At present, RM372 million remain in arrears. He said that 473 loan defaulters have been blacklisted in newspapers while 22 were issued with court orders.
At the same time, the government is also doing away with the practice of exempting borrowers who obtain first-class degrees from having to pay back their loans.
Up to last year, Fu said 2,464 students who borrowed RM5.5 million from the fund had been exempted from paying back on the grounds of their exceptional results. Since August 1997, the funds had approved loans amounting to RM15.36 billion to about 800,000 students.
INFUSING ENTREPRENEURSHIP IN HIGHER EDUCATION
HOW do you infuse entrepreneurship into students? This is the latest challenge thrown by the authorities to local universities and colleges.
The higher education institutions have been asked to throw in elements of entrepreneurship in their curriculum. The purpose: To nurture a business mindset among undergraduates.
Higher Education Management Department Director-General Prof Datuk Dr Hassan Said notes that some universities have devised ways and means of achieving the desired end result. Some universities have introduced entrepreneurship as a major while others have set up businesses on campus to give undergraduates an opportunity to practise their skills.

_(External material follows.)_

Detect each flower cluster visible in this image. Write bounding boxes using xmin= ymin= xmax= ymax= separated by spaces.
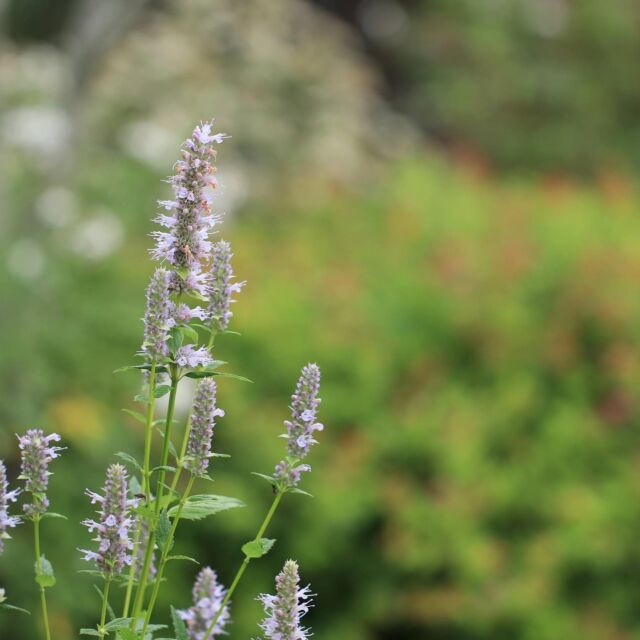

`I want students to read about great entrepreneurs, talk about their experiences, think of business ideas and develop business skills,' he told journalists.
SEXUAL HARASSMENT RAMPANT IN US COLLEGES
NEARLY two-thirds of college students in the United States are affected by sexual harassment - ranging from offensive jokes and gestures to touching and grabbing, according to a study recently released.
According to a Reuters report, men are more likely to harass than women, but women and men are equally likely to be harassed on US campuses, according to a report by the American Association of University Women.
Researchers found that 62% of college students experienced sexual harassment, and 32% of college students said they were victims of physical harassment.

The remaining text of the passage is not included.